Embracing Intuitive Eating to Break the Cycle
So if the binge-restrict cycle comes from a scarcity mindset, then part of the solution means that we need to start viewing food from a mindset of abundance. This is where Intuitive Eating comes into play. As a heads up, I will plan to go into better detail about the ins and outs of intuitive eating on a future episode. But for the sake of time, I’m simply going to give you a small taste of it today.
Intuitive Eating is a practice consisting of 10 principles created by two dietitians, Elyse Resch and Evelyn Tribole. While their book was originally published in the 1990’s, we’ve seen a recent resurgence in the last decade. And with good reason. From what I hear consistently from clients, they are sick of dieting. They don’t want to be worrying about the calories in their slice of toast when they are 85 years old.
So what is it? In a nutshell, Intuitive eating is described by the authors as “a dynamic mind-body integration of instinct, emotion, and rational thought.” This approach allows you to honor your health by listening to the messages of your body and meeting your physical and emotional needs. I no it maybe sounds very “woo-woo”, but I promise when you read the book and the research, it makes a lot more sense. The 10 principles help guide you into better body attunement—meaning the ability to hear the physical sensations that arise within your body. And diet culture is essentially doing the opposite when it places all of these rules on your body.
The 10 Principles
- Reject the Diet Mentality
- Honor Your Hunger
- Make Peace with Food
- Challenge the Food Police
- Feel Your Fullness
- Discover the Satisfaction Factor
- Cope with Your Feelings
- Respect your body
- Exercise: feel the difference
- Honor your health: gentle nutrition
Something I want to make sure you know is that Intuitive Eating is by no means an overnight process. People don’t just read the book and wake up the next day completely changed. Remember, you’ve been living in diet culture a long time. It’s going to take some time to adapt this new practice.
How to Get Started
My first tip would be to learn more about Intuitive Eating. There is a lot of misinformation out there—in other words, the diet industry is threatened so they have been hijacking a lot of the messages to push their agenda. So be cautious. Start with the experts by reading the OG book. I’d also recommend the companion workbook. Both of which I will link in my show notes and episode description.

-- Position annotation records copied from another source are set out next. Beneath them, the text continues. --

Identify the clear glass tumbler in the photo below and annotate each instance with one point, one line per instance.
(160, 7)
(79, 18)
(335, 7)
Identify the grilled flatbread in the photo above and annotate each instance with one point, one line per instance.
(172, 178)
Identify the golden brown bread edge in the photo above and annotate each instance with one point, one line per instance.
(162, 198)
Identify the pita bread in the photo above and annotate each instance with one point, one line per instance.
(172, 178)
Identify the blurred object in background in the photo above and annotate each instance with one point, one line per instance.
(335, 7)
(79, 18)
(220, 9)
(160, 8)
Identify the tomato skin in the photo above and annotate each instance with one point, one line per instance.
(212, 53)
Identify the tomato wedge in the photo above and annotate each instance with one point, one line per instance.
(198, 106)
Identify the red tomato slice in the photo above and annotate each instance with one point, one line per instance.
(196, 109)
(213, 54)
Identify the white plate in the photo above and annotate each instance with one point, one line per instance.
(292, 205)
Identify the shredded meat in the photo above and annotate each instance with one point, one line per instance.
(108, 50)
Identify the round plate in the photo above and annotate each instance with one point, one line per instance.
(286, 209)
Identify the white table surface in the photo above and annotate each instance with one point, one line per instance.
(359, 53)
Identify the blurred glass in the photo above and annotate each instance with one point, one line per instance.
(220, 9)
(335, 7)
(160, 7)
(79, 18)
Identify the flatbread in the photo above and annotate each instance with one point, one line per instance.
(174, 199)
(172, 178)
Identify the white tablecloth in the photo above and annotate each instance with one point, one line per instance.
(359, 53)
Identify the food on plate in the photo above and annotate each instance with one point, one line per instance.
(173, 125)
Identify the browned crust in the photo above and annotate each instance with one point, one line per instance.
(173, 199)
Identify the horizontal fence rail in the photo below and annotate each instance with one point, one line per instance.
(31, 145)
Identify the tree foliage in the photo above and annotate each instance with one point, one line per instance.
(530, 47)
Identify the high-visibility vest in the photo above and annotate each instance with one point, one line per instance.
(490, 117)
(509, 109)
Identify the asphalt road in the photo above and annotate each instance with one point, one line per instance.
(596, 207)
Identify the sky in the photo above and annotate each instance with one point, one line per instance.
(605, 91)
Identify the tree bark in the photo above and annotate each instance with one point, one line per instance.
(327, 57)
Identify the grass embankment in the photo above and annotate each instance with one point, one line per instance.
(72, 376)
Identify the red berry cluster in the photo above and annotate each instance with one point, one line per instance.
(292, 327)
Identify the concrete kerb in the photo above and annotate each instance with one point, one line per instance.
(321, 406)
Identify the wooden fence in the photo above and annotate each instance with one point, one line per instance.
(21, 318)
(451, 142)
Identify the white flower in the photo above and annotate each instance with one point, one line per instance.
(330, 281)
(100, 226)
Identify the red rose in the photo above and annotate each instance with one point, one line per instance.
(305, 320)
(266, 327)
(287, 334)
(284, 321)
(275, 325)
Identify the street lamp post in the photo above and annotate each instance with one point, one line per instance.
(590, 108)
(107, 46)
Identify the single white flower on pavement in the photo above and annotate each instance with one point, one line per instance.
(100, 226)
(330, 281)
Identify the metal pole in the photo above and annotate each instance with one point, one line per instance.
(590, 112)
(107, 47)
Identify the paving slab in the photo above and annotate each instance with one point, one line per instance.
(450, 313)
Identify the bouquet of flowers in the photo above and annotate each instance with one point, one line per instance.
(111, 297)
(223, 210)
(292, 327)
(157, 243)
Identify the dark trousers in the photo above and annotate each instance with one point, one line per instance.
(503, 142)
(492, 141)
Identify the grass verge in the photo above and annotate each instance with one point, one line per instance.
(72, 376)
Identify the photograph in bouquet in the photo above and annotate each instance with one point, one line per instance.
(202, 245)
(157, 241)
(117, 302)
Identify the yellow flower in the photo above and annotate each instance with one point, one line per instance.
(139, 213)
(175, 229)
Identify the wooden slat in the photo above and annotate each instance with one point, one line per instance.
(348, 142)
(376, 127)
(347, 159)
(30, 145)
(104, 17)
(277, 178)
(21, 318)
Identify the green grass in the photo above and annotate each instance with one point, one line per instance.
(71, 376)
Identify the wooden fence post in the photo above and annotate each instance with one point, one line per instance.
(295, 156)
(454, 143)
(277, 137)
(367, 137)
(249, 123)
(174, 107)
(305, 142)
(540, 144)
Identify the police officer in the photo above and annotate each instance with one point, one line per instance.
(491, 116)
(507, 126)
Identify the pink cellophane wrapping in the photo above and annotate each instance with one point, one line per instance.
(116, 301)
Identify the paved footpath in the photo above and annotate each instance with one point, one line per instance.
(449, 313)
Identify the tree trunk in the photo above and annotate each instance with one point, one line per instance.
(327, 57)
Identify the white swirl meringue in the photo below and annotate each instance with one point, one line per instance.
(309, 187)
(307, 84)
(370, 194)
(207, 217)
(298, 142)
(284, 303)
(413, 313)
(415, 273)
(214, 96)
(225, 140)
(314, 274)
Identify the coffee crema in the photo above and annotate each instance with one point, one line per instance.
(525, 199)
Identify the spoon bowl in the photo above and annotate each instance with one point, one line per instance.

The next thing I’d recommend is baby steps and support. This can feel like a lot at times, so be kind to yourself and take small steps. Don’t expect yourself to breeze through the principals in an afternoon. That’s just not feasible. If you’re finding that this is all overwhelming, then consider investing in the guidance of an expert. There are countless therapists and dietitians—myself included—who can work with you individually. Some even work virtually. I’d be more than happy to help you find a good fit for you.
I want to leave you with one of my favorite journal activities. Set aside some time to pull out your journal or some scratch paper and write from the following prompt: What might your life look like if you let go of food rules and trying to control the size of your body? You might be surprised how much more fulfilling your life might look.